L'arbre qui rêve
L'arbre dort debout, et dans son sommeil vertical, il rêve. L'arbre qui rêve prête une vie intérieure à l'arbre, lui accorde cette capacité onirique que nous nous réservons d'ordinaire. De quoi rêve un arbre ? De ses racines qui plongent toujours plus profond, de ses branches qui touchent le ciel, des saisons qui passent, des oiseaux qui le visitent ? C'est l'arbre dans sa dimension la plus intime, celle de son monde intérieur.
Sur la toile, la composition peut suggérer cet état de rêve : peut-être un arbre central dont les contours se font plus flous, plus immatériels, entouré d'éléments qui pourraient être ses rêves – formes vaporeuses, images qui flottent autour de lui, superpositions qui évoquent les strates du rêve.

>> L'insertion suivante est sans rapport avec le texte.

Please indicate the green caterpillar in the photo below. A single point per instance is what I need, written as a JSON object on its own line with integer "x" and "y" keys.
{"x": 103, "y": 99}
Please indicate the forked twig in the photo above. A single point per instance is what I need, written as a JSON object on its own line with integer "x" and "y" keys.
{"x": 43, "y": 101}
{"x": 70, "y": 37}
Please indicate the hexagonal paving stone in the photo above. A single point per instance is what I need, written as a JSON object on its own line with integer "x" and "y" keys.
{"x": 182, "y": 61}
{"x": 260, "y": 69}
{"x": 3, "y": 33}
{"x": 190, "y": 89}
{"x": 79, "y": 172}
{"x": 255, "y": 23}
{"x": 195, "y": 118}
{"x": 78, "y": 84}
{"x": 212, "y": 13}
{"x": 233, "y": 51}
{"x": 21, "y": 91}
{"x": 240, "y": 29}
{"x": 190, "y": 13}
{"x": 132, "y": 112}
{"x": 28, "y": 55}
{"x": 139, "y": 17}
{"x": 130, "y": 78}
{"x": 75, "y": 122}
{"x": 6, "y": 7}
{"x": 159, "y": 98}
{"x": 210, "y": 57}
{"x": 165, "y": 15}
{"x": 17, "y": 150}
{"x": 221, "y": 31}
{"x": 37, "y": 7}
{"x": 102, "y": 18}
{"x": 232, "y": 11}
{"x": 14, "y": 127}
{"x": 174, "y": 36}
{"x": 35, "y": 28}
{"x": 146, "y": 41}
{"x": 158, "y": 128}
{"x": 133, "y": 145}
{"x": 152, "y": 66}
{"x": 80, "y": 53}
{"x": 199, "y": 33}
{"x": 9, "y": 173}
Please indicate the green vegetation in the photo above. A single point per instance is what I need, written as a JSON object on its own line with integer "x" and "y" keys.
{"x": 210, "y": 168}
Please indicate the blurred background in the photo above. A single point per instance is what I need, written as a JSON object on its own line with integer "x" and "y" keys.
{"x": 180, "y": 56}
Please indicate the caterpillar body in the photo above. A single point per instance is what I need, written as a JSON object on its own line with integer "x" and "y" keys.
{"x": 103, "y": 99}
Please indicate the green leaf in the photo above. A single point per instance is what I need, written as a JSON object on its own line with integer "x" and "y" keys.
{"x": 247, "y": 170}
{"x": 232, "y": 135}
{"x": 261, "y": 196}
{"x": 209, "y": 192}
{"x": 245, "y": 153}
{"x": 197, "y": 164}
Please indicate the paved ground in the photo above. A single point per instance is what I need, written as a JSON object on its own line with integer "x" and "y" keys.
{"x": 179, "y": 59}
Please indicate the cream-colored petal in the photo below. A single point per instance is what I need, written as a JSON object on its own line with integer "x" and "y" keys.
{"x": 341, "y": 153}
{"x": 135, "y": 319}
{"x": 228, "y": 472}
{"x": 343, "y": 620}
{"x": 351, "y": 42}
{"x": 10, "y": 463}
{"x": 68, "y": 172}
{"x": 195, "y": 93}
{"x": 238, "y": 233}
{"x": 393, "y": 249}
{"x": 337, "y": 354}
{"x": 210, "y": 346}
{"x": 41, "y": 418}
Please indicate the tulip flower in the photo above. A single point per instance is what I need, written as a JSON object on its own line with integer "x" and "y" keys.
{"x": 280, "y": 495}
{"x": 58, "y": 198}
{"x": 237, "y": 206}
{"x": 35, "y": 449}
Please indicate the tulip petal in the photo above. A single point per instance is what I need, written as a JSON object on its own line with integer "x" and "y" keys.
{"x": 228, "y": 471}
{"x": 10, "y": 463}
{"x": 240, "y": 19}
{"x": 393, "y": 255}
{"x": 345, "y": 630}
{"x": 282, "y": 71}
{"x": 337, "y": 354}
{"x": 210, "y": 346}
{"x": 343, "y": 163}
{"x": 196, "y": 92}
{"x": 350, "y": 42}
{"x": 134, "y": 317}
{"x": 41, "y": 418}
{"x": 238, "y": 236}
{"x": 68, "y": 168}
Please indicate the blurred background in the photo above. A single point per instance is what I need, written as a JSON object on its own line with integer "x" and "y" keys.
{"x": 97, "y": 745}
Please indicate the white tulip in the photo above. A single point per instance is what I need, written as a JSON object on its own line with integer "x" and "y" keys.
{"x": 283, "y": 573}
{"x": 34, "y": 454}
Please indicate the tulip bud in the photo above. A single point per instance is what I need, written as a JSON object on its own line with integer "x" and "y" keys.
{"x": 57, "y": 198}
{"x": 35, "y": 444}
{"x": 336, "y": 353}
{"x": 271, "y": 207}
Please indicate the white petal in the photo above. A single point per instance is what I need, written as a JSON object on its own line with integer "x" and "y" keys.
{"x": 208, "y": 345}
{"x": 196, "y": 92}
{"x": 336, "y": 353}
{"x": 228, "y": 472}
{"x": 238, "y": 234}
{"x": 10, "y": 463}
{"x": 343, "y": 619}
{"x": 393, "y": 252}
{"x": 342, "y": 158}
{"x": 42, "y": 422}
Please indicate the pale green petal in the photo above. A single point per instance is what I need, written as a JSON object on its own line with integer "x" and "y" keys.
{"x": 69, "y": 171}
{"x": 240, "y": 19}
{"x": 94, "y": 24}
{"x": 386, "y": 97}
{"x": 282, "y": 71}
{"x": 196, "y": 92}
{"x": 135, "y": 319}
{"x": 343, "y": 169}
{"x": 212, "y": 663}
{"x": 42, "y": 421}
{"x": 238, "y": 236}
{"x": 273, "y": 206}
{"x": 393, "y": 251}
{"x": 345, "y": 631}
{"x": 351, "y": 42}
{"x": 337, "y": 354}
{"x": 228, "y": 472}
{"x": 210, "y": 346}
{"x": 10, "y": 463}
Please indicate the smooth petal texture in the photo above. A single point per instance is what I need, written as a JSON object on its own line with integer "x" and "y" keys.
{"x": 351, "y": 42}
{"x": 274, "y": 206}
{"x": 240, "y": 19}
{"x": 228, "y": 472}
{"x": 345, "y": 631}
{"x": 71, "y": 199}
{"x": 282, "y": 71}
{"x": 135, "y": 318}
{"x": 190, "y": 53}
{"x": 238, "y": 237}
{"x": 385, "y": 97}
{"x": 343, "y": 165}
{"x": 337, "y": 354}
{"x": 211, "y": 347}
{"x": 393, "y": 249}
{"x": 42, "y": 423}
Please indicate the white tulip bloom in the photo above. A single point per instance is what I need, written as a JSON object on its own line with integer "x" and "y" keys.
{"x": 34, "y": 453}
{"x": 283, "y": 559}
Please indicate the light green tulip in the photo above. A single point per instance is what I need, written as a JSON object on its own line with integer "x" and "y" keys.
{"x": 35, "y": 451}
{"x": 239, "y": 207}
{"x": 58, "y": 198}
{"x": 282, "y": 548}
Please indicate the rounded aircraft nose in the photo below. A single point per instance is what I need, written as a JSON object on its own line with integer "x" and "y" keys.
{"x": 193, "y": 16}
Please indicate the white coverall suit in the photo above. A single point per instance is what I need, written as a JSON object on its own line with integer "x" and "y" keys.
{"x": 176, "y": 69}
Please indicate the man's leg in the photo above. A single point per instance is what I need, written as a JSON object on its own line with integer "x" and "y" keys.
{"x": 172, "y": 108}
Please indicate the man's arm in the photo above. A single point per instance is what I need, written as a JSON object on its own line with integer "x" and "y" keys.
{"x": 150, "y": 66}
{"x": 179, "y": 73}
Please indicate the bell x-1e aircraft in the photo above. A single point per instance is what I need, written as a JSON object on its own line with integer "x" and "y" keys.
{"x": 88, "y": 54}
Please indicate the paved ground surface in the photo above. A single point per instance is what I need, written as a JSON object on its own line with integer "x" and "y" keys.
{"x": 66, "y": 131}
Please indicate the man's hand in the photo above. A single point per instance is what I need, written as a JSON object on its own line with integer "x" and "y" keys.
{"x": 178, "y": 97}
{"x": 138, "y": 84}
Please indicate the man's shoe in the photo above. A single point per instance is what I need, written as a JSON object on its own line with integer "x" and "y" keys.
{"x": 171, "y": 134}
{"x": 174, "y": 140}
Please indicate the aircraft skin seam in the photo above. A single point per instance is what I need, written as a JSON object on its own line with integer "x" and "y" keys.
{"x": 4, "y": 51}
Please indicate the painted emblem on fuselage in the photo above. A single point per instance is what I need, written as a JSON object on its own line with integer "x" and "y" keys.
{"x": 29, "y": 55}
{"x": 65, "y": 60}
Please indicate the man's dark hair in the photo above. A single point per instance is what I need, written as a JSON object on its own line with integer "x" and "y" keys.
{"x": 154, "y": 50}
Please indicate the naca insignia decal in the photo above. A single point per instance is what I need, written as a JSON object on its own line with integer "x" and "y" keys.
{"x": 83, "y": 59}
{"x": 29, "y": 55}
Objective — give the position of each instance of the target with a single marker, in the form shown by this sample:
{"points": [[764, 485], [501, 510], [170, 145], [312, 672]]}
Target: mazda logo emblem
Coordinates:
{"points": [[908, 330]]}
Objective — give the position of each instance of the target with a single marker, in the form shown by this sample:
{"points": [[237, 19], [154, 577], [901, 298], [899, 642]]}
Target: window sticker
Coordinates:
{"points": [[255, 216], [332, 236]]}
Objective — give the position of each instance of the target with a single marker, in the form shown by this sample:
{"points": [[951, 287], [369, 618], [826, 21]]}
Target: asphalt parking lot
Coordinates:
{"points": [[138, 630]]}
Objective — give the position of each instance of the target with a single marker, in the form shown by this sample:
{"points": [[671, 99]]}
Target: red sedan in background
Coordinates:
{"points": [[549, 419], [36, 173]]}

Les couleurs peuvent se faire plus irréelles, plus oniriques : peut-être des teintes adoucies, des passages subtils entre les tons, des touches de lumière qui ne correspondent pas à une source logique. L'atmosphère générale est celle du rêve : douce, un peu floue, hors du temps ordinaire. La matière picturale accompagne cette qualité onirique : peut-être des glacis qui créent de la transparence, des superpositions qui évoquent les couches du rêve, des contours qui se dissolvent. L'huile permet ces effets de flou, ces passages entre le net et le vaporeux, cette sensation d'être dans un entre-deux où la réalité se mêle au songe.
L'arbre qui rêve est une invitation à l'empathie végétale, à imaginer la vie intérieure des arbres. C'est reconnaître que notre place dans le vivant nous invite à dépasser l'anthropocentrisme, à prêter aux autres êtres une richesse intérieure. Un instant où l'arbre devient sujet plutôt qu'objet, où nous acceptons qu'il puisse avoir ses propres kibou no yume – ses rêves d'espoir – et que la forêt tout entière soit peut-être un grand rêve collectif.